The Kinesis T2 is something of a modern classic. It’s been around for a while and has proved very popular, helped along by being very affordable in frame-only form.
- Highs: Every winter trainer box has been ticked in this good-looking package
- Lows: On the pricey side – there are better value options out there
- Buy if: You’d like a refined, versatile bike that will perform year-round
More recently, Kinesis have started offering complete bikes, broadening the T2’s appeal. This isn’t the only Kinesis winter frame, either – there’s also a lighter TK3 frame that will sit above the T2 in the Kinesis range.
It may be a relatively inexpensive frame (£239.99) but it scores highly on detail and finish. Tubing is double-butted 7005 aluminium, with large-diameter tubes up front. Touches like the flared head tube, subtly shaped stays and forged rear brake mount really elevate the T2 from the herd, and the various paint options are striking too.
Those stays accommodate 28mm tyres as well as mudguards, and there are rack eyes. It’s also worth noting that the T2 is available in a wide range of sizes, from 48 to 63cm.
Kinesis have put together an impressive package for its full bikes, with the T2 sporting an almost-complete Shimano Tiagra group – the Tektro brakes are the only interloper.

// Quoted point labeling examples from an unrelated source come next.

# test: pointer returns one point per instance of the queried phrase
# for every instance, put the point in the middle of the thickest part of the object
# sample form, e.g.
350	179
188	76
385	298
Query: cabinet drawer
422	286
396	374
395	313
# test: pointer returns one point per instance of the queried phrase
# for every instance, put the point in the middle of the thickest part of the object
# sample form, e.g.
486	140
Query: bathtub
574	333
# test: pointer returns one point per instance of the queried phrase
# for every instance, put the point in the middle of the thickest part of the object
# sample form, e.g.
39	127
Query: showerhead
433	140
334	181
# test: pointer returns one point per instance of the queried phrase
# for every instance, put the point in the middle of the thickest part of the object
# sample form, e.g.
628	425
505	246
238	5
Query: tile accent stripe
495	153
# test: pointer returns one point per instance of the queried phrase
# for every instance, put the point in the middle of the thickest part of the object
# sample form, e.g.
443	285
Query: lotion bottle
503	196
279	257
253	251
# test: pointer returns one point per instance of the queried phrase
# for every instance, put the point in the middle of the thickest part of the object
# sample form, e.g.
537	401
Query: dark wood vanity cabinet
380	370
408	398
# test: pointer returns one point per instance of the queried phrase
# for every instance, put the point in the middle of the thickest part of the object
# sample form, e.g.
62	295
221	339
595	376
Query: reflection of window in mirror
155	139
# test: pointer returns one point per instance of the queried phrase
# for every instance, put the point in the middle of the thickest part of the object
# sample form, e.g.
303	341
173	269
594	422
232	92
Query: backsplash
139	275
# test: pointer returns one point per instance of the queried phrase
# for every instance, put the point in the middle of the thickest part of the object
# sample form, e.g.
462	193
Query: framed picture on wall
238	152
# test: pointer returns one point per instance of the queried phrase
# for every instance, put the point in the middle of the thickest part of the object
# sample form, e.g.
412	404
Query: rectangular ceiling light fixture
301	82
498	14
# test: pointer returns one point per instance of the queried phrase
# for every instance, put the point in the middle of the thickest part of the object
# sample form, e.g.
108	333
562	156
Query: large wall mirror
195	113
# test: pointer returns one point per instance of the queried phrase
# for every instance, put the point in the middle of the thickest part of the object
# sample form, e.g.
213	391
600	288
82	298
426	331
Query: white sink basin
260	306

Tektro brakes accommodate the supplied full mudguards
You get a Shimano R500 wheelset too. In some ways we’d prefer a traditional 32-spoke wheelset on a winter bike for both durability and spares availability, but the R500s aren’t as sparsely spoked as some and Shimano hubs are always a safe bet. The wheels are shod with 25mm Kenda Kriterium tyres under the full-length chromoplastic mudguards.
Sneaking in just under the 10kg (22lb) mark, the Kinesis is an entirely acceptable weight for a winter bike, and come the summer there’s scope for some easy weight loss – take the ’guards off, swap to folding 23mm tyres.
The T2 has quite a racy feel as it is, so going a bit lighter when the weather improves wouldn’t be entirely out of character. The geometry is a little steeper than on some comparable bikes, but the sturdy frame inspires confidence, and a lot of vibration disappears somewhere between the stays, 27.2mm seatpost and big tyres, so it’s comfortable on long rides.
If your budget’s tight, the T2 can be specced with an aluminium fork rather than carbon, but past experience suggests you’d be better off finding the extra cash and taking advantage of the carbon fork’s more forgiving ride.